Ambulatory referral is the mainstay of physicians’ business startup, growth and expansion.
In the US private practices are businesses delivering healthcare services. This business has the same fiscal demands as any other, it has to make a profit, or at least break even over the long run. Though, there are some unique components to the fiscal health of a medical practice. Practices often utilize relationships with insurance carriers to support payments for their services. This in itself is often complex and can absorb a lot of the money needed to operate a practice.
But this topic is about the topline, the revenue generators. Just like every business owner, every physician has to attend to existing patients(clients), while simultaneously attempting to bring in new ones. The popular philosophy is that it’s much easier to generate revenue from an existing client than a new client is both crucial and accurate. Inherently, physicians understand they have to treat their patients well so that they come back. There are exceptions for specialty practices but our topic on ambulatory referral is relevant to most physician practices(although not all.)
A typical business will hang out a shingle, as well as network within medical and social circles. All of these techniques and many more bring new patients in. One of the most important marketing strategies is the networking employed to generate patient referrals. These come from other physicians and healthcare providers and could include a pharmacist, a nurse practitioner, or even a dentist.
Having referrals helps you and reciprocating when possible is step one. What if you want to accelerate the referrals? In this instance, deliberate observations and research along with concrete steps moves you in the realm of marketing. Marketing is simply identifying channels and communicating in them in ways that increase the buzz or attention on you.
Practitioners earn much of their living from these interdisciplinary referrals and such arrangements are the mainstay of many specialties.
An analysis of overall health referrals reveals only half of the annual 100 million are completed, while the rest are lost in communication or never followed through. The responsibility of followup care is dumped on the patient who can become misunderstood, disinterested, or unavailable to the practitioner.
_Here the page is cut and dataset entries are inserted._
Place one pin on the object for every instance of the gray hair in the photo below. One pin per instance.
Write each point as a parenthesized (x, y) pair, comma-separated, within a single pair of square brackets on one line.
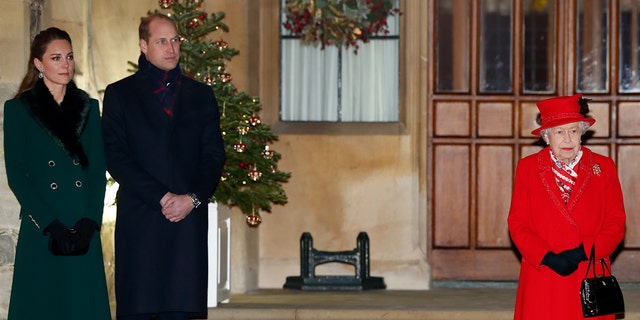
[(583, 125)]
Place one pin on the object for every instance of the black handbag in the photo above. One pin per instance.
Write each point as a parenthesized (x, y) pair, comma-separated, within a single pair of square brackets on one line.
[(600, 295), (64, 241)]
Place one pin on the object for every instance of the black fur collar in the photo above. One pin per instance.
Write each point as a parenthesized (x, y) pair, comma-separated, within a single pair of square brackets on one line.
[(64, 122)]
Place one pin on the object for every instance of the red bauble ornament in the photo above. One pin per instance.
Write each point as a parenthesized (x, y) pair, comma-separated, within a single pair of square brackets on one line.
[(165, 4), (253, 220)]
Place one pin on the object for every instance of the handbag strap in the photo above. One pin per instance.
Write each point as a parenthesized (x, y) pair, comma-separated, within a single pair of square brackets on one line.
[(592, 260)]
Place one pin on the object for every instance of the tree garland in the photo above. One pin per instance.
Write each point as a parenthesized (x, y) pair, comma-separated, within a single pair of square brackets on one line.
[(338, 22)]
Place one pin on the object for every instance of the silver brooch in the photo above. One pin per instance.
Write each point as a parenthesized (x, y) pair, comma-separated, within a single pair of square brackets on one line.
[(596, 169)]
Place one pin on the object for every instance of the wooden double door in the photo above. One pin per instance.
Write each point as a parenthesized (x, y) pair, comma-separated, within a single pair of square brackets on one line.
[(491, 60)]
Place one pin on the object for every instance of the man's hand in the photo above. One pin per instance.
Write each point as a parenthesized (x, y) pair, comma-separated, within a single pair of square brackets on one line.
[(176, 207)]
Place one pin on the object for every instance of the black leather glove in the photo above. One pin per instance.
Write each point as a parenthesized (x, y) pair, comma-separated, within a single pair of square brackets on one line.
[(565, 262), (70, 242), (56, 229)]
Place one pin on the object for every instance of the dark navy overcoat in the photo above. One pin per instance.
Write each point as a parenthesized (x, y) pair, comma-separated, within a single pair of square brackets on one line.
[(160, 265)]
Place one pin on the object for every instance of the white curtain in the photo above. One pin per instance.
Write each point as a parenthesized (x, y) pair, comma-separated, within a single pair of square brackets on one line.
[(337, 85)]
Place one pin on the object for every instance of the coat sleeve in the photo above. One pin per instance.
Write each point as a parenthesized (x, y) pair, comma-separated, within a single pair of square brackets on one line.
[(19, 178), (94, 148), (529, 243), (612, 231), (212, 155), (119, 158)]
Practitioners often forget to follow up after referring their patient, leading to a deficit of care, and what was intended to be a legitimate and efficient means of redirecting patients has become a confusing mass of loose ends.
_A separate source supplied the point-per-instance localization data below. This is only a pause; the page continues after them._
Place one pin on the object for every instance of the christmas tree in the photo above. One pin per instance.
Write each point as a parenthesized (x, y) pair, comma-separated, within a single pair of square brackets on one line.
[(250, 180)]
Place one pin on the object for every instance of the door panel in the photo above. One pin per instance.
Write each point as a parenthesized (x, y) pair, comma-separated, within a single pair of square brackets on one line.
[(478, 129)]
Healthcare legislation has allowed more people to take advantage of specialized medical services, however, uncompleted referrals remain an issue. Not only does it create an economic loss for practitioners but the disconnects lead to a decline in medical welfare. The Institute of Healthcare Improvement created a panel to devise a mechanism that would address the problem and through this, the Ambulatory Referral Guide was born. “Closing the Loop: A Guide to Safer Ambulatory Referrals in the EHR Era” acknowledges that a definite system is lacking and directly addresses the major issues.
The panel for the Ambulatory Referral Guide proposed the uniform implementation of the nine-step, closed-loop EHR referral process below:
- The primary care physician orders a referral.
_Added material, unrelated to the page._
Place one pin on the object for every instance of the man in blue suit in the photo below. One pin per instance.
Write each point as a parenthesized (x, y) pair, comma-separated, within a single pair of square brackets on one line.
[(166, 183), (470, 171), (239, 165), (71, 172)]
- The primary care physician or a designated staff person communicates the referral to the subspecialist.
- The referral is reviewed and authorized.
- An appointment is scheduled.
- The consult appointment occurs.
- The subspecialist communicates the plan to the patient.
- The subspecialist communicates the plan to the primary care physician.
- The primary care physician acknowledges receipt of information from the subspecialist.
- The primary care physician communicates the plan to the patient and the family.
This framework received a lot of praise in an article published by the American Association of Family Physicians (AAFP), as family medicine is a foremost practice in dealing with these referrals. The AAFP acknowledges that although lost referrals are quite problematic, the guide looks to handle the situation by placing responsibility on the referring doctor and subspecialist, requiring them to comply with documentary requirements and communicate with the patient.